RRA fair tax regime, accountable leadership building compliance

It is no surprise that a country with the most conducive environment to start and operate a business enterprise can also have the highest tax compliance rate, because paying taxes is part of doing business.
Edward Ojulu
Edward Ojulu

It is no surprise that a country with the most conducive environment to start and operate a business enterprise can also have the highest tax compliance rate, because paying taxes is part of doing business.

According World Bank Doing Business in the East African Community (EAC) report for 2013, Rwanda has the highest tax compliance rate in the region—meaning fewer Rwandans and their businesses are likely to evade paying taxes.

Taxation is as old as the state because wherever state authority exists, taxes must be paid by the people as there is no government that can function without taxes.

Paying taxes is therefore an obligation that every citizen must undertake so as to pool together resources a government uses to plan and deliver services for the common good.

This is important because citizens cannot individually build their own roads, schools and hospitals or take care of their own security. These are state functions.

Out of 185 countries surveyed globally, Rwanda is ranked number 25 in tax compliance. This means that not only is the country having the best tax compliance rate in the region, but also among the top 25 countries in the world where citizens see paying taxes as a civic duty.

This sense of responsibility to the nation among Rwandan tax payers did not come on a silver plate. It is a result of mainly two things.
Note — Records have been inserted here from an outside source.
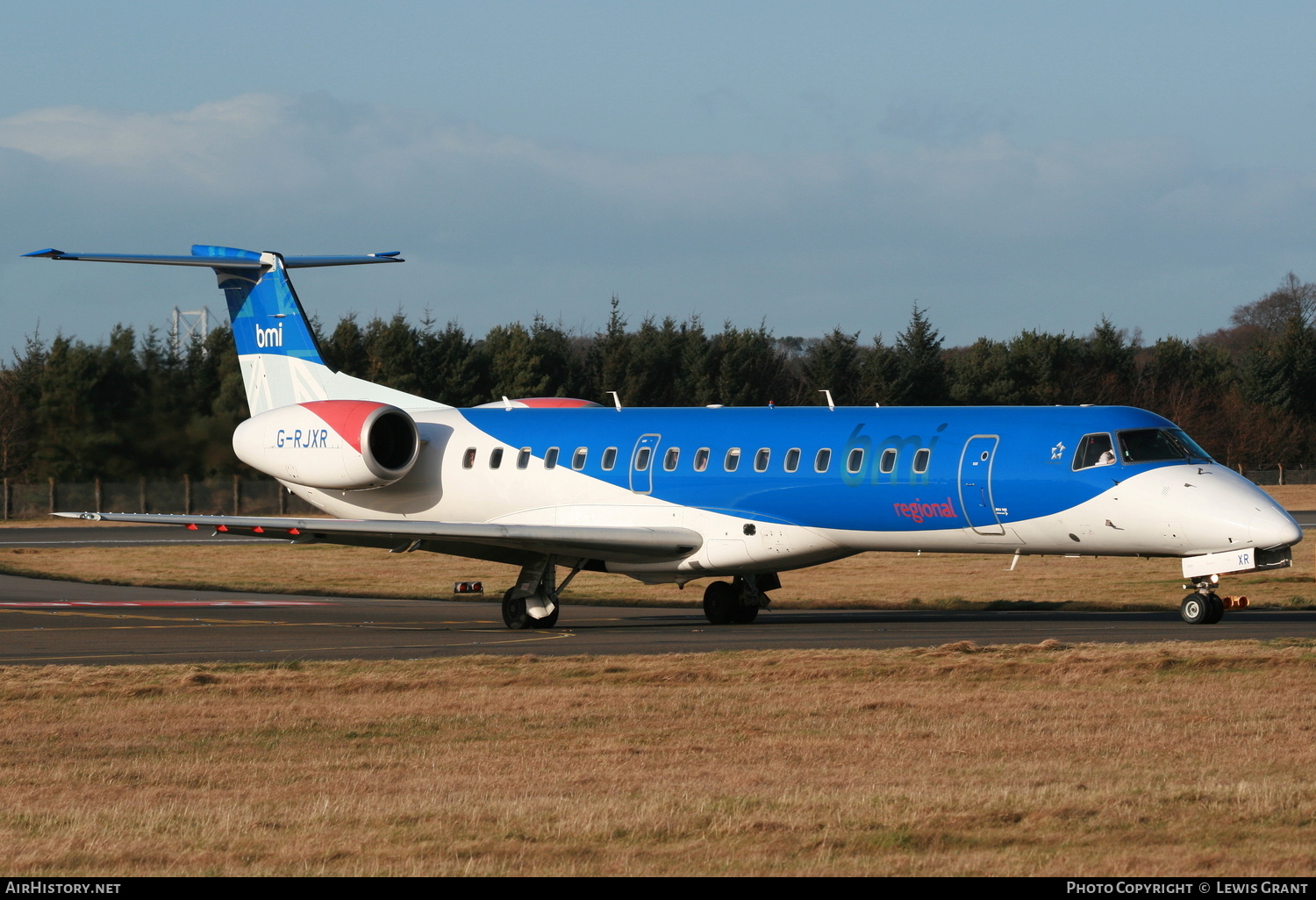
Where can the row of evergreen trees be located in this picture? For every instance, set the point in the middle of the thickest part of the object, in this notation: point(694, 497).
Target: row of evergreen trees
point(134, 407)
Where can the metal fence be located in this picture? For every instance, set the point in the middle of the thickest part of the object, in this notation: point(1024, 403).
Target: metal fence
point(1282, 475)
point(236, 496)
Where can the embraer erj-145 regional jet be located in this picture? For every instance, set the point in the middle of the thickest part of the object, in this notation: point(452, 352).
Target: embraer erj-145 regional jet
point(676, 495)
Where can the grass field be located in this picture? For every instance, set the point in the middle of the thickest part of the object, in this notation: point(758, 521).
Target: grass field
point(1049, 760)
point(870, 581)
point(1186, 760)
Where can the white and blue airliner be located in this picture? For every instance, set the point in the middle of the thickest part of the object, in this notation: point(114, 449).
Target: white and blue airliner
point(684, 494)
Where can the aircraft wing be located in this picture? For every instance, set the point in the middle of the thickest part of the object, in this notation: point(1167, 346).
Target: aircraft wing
point(512, 544)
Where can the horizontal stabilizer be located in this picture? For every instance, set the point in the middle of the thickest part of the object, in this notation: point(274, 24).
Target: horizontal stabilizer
point(213, 257)
point(628, 544)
The first one is an arguably fair and efficient tax regime that the Rwanda Revenue Authority (RRA) has built over time.

One of the major characteristics of a good tax regime is the relative ease with which taxpayers can meet their obligations without any hassle or un­necessary red tape.

The RRA has invested heavily in the process of easing payment of taxes through innovations such as electronic payment. For example, it is possible these days for accountants to file VAT returns for their companies electronically from the comfort of their offices without the need to travel to RRA offices.

A taxpayer can now declare and pay taxes online through the e-filing and e-payment system by simply downloading a form from RRA website, fill in and send it to RRA by email. Several banks now receive electronic tax payments on behalf of RRA.

The second reason tax compliance is highest in Rwanda has much to do with accountability of the leadership.

Naturally, individual and business entities don’t like paying taxes because it is seen as a cost and sometimes as burdensome. Yet for citizens to willingly pay taxes, they expect to see returns in form of tangible services.

Through a clear budgeting process that sets priorities, the ministry of finance has been able to show Rwandans how their money is spent.  Ordinary people may not understand such abstract concepts such as 7.5 per cent GDP growth, rising per capita incomes and declining inflation. However, they care very much about tangible things—medicine in hospitals, paved roads, bursaries for needy university students, electricity and water.

Those in rural areas who live on agriculture care about water to irrigate gardens when drought hits, fertilizers and agricultural extension services.

Therefore, through successful programmes such as ‘one cow per Poor family, eradication of Nyakatsi (grass-thatched houses), increased access to clean water, medical and education services  that resulted in more than one million more Rwandans emerging out of abject poverty last year, the government  has been able to provide full accountability to the people.

Rwandans therefore have every reason to pay taxes because there is evidence of how the money is spent at the end of every financial year with new roads being built, streets being swept every day, new water projects coming up etc.

With a fair and simple tax payment system under an accountable leadership, the motivation to pay tax and contribute to national development is always high. It is a lesson that should be learned by all who aspire for leadership.